Scuola di Ballo dell' Accademia Teatro Alla Scala
MCT Unesco Arti Festival 2026
PROSSIMOSPETTACOLO
mercoledì 01 luglio 2026 - ore 21:30
Montecatini Terme Piazzale Terme Tettuccio
PREZZISPETTACOLO
INGRESSO GRATUITO
Dalla Suite dal Divertissement di Paquita, a Rossini Cards di Mauro Bigonzetti, fino al Bolero X di Shahar Binyamini
Il Festival di Montecatini si apre con l’eccellenza coreutica della Scuola di Ballo dell’Accademia Teatro alla Scala, diretta da Frédéric Olivieri.
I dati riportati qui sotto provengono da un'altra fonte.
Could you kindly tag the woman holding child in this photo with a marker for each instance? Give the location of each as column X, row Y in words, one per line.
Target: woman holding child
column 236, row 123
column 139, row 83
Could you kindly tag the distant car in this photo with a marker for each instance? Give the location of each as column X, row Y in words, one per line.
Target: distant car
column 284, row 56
Lo spettacolo propone un percorso coreografico di altissimo profilo, studiato per mettere in luce la straordinaria versatilità dei giovani talenti scaligeri, capaci di spaziare con naturalezza dal rigore del grande repertorio ottocentesco alle sfide della ricerca contemporanea internazionale.
L’apertura della serata è affidata alla Suite dal Divertissement di Paquita, capolavoro del 1881 di Marius Petipa rimontato da Tatiana Nikonova e Leonid Nikonov sulle musiche di Ludwig Minkus. In questa Suite gli allievi si misurano con una serrata sintassi accademica fatta di virtuosismi, geometrie d'insieme e una purezza di linee che restituisce tutta la brillantezza della tradizione di San Pietroburgo.
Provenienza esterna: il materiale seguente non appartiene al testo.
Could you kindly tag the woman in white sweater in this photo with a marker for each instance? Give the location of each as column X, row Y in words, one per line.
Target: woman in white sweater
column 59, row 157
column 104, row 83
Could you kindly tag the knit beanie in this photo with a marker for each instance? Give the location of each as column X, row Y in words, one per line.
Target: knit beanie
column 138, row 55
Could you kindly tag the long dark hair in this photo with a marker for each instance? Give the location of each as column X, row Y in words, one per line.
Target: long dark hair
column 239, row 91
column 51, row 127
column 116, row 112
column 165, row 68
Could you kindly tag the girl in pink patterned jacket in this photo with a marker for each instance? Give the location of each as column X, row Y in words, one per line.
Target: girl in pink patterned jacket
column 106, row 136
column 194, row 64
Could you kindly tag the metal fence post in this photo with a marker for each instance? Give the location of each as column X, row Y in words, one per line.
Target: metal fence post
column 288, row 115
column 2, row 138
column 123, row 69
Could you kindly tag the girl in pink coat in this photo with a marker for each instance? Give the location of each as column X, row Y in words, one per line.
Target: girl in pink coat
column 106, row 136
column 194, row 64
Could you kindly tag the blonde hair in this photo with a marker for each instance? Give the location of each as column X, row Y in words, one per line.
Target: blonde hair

Il programma prosegue nel segno della contemporaneità con l’esecuzione di Rossini Cards di Mauro Bigonzetti, ripresa da Paola Vismara e Walter Madau. Creata nel 2004, l'opera è una carrellata di quadri svincolati da un percorso narrativo che traducono in movimento il ritmo incalzante delle musiche di Gioachino Rossini. Attraverso una successione di istantanee che alternano momenti plastici e scultorei a esplosioni di energia travolgente, il pezzo vede i danzatori abitare con maturità interpretativa un linguaggio dinamico e geometrico.
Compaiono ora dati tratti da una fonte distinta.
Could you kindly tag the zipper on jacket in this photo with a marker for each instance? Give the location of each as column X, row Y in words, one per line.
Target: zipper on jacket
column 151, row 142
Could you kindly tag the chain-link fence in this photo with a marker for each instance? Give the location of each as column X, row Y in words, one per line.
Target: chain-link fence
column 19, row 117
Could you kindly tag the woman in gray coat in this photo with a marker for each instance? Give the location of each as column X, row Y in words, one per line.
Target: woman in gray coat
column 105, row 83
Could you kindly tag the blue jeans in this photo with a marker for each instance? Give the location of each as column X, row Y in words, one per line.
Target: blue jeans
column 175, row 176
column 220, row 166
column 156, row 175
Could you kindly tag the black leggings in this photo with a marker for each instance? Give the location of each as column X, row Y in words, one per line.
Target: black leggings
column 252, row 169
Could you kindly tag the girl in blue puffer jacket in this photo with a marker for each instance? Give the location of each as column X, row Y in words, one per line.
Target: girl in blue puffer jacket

La chiusura è affidata a Bolero X di Shahar Binyamini, acquisizione recente che ha già riscosso un eccezionale successo di pubblico e critica. Sull’ipnotico ritmo ostinato di Maurice Ravel, il coreografo israeliano schiera cinquanta allievi in un crescendo travolgente. Questa creazione trasforma il palcoscenico in un campo di forze naturali, dove la connessione potente tra i corpi diventa una celebrazione dell'energia vitale, confermando la Scuola di Ballo come un polo formativo unico, capace di proiettare la propria secolare tradizione verso le visioni coreografiche del futuro.